Si tratterebbe insomma di vivere in una post-Europa che ha fallito il suo progetto di integrazione (progetto anch’esso del tutto coerente con la storia europea e, anzi, contributo a un miglioramente del mondo), una post-Europa che si gerarchizza secondo linee geopolitiche che riaffiorano e che esistono e che si arrende nel lasciare mano libera ad altre forze globali.

Tutto questo mi pare possibile, a meno che non si faccia uno sforzo per un futuro davvero nuovo, di superamento delle difficoltà attuali nella direzione di un rilancio che, diciamocelo chiaro, è tutto da inventare e richiede una dose di coraggio addirittura epocale, un coraggio da europei (perché gran parte della storia europea è una storia di coraggio nel cambiamento).

Abbiamo le risorse culturali, intellettuali, morali, d’immaginazione, per pensare e produrre questo sforzo? Forse sì, o forse no. Non c’è momento più politico di questo, più collettivo, più libero per discutere tutte le opzioni.

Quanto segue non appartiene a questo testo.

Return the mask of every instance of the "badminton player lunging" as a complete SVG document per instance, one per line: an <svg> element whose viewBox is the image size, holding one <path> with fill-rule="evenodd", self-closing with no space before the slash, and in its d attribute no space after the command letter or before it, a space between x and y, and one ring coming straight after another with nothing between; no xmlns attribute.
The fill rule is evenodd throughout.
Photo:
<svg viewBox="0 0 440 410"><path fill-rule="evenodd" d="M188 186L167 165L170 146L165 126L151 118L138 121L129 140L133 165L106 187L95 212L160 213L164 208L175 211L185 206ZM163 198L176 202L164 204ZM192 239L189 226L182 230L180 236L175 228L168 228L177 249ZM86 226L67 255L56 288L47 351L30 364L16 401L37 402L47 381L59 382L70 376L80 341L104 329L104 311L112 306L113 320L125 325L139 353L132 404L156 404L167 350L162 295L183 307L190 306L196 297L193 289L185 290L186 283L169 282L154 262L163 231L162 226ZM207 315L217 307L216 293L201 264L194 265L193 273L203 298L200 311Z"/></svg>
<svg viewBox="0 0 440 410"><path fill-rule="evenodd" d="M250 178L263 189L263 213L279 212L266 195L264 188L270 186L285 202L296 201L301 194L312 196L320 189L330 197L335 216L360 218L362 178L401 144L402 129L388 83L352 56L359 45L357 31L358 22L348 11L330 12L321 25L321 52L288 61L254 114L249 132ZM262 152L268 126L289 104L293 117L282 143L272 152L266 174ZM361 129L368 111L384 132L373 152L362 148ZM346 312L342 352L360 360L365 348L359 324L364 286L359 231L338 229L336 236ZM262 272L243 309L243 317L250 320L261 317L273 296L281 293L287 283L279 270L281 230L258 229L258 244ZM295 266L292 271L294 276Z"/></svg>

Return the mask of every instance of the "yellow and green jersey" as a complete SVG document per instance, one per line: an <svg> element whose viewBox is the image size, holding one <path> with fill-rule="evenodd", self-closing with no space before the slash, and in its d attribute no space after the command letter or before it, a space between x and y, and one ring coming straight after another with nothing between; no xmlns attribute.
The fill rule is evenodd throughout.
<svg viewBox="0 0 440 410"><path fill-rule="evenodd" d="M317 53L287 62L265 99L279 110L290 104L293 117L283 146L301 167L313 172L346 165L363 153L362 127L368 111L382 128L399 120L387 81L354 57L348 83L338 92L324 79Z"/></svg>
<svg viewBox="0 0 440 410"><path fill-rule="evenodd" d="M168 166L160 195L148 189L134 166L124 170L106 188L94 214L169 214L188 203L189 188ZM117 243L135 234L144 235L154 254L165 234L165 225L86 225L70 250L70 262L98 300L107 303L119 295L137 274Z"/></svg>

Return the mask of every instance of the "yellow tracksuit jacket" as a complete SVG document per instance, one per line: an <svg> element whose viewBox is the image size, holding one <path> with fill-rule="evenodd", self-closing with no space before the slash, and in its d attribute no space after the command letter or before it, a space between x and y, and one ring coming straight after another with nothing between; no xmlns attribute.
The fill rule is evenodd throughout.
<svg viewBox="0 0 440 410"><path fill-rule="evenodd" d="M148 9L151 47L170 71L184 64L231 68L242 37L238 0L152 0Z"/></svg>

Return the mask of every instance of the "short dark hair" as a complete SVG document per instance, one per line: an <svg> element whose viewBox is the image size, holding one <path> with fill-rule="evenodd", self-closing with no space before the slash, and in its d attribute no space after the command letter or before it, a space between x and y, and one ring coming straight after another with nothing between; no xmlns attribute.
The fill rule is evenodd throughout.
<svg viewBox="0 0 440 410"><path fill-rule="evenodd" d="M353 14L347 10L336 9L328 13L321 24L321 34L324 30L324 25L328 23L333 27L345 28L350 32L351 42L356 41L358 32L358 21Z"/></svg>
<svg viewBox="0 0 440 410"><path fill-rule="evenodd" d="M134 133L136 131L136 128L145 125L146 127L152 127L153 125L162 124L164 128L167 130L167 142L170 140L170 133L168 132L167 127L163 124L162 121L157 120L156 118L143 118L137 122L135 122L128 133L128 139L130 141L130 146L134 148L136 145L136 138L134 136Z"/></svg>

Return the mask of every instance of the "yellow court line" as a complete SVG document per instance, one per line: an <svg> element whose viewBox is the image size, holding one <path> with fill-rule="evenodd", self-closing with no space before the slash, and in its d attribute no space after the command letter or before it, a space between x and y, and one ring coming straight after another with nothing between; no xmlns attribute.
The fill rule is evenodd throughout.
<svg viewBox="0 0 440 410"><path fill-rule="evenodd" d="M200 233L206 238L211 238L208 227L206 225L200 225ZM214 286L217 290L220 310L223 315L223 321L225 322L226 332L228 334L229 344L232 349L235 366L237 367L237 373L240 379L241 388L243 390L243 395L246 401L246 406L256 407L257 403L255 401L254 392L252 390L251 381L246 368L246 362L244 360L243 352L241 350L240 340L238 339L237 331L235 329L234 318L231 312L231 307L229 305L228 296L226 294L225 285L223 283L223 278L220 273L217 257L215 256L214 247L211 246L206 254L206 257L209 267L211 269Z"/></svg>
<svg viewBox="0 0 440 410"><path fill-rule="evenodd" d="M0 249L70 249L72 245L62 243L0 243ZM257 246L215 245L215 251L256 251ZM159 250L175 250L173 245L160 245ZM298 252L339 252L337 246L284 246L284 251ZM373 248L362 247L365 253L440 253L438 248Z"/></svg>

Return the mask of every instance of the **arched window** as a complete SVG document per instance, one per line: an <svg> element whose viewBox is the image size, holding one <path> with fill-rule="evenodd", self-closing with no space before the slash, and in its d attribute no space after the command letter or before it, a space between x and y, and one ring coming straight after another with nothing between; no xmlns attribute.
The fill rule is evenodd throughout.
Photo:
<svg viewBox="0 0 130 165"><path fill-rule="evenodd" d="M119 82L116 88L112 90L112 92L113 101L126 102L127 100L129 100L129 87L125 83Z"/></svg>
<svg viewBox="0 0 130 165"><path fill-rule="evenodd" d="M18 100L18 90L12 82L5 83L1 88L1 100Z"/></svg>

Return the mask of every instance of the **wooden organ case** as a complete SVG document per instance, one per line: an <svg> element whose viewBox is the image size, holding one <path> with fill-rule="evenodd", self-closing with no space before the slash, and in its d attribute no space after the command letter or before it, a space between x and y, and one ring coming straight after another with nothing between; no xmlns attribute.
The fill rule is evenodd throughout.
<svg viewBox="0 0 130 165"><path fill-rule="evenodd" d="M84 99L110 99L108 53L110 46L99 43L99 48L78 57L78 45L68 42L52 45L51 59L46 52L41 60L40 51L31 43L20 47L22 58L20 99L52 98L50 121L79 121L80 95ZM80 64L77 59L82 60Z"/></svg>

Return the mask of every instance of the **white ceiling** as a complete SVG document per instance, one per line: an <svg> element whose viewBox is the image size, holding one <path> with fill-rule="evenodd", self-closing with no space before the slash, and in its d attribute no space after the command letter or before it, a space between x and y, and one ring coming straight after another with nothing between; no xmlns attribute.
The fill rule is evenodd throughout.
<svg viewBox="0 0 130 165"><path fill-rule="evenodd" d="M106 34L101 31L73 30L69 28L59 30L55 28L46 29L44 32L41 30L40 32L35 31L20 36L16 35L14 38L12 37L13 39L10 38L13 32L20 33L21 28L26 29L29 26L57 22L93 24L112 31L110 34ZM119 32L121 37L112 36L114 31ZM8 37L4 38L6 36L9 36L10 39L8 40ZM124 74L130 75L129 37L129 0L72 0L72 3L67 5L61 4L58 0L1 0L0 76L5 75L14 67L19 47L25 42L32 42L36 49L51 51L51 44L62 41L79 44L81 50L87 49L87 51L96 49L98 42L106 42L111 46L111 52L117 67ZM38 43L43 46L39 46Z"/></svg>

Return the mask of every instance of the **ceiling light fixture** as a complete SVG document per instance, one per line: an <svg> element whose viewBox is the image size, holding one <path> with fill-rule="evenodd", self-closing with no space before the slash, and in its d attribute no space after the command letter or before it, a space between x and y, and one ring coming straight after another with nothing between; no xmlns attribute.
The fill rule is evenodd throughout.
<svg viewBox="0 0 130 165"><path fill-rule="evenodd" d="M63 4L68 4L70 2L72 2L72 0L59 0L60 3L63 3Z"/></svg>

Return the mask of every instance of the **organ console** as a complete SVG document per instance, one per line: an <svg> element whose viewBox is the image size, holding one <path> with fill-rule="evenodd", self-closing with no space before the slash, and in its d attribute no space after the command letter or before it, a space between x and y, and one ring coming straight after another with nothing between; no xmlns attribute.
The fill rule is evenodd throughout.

Ed è scandaloso e inaccettabile che nessuna delle forze politiche che ci dovrebbero guidare abbia mostrato la capacità di proporre un orizzonte chiaro. Alla vigilia di elezioni europee cruciali, le forze che governano l’Italia assumono decisioni le cui conseguenze non sanno spiegare, o fingono che esse non abbiano un impatto che investe la democrazia stessa e il destino del paese per i prossimi 30 anni.

Le forze di opposizione, di centro-destra o di sinistra che siano, non emettono una sillaba sull’Europa, a parte le frasi fatte, e non ci fanno capire (perché non lo sanno?) come riformerebbero l’Unione Europea. E l’unica pista possibile per la prosperità dei popoli europei è una riforma dell’unione, un’accelerazione dello stare insieme.

È desolante osservare che la politica italiana, di qualsiasi orientamento, non voglia e probabilmente non sappia produrre un pensiero sull’Europa (che può anche voler dire contro l’Europa), un contesto cognitivo, uno straccio di scenario che invece di farci affondare in azioni momentanee e senza costrutto ci aiuti a capire che fine stiamo facendo. Dobbiamo rassegnarci? Siamo già nella post-Europa?

Gianluca Briguglia

Gianluca Briguglia è professore di Storia delle dottrine politiche all'Università di Venezia Ca' Foscari. È stato direttore della Facoltà di Filosofia dell'Università di Strasburgo, dove ha insegnato Filosofia medievale e ha fatto ricerca e ha insegnato all'Università e all'Accademia delle Scienze di Vienna, all'EHESS di Parigi, alla LMU di Monaco. Il suo ultimo libro: Il pensiero politico medievale.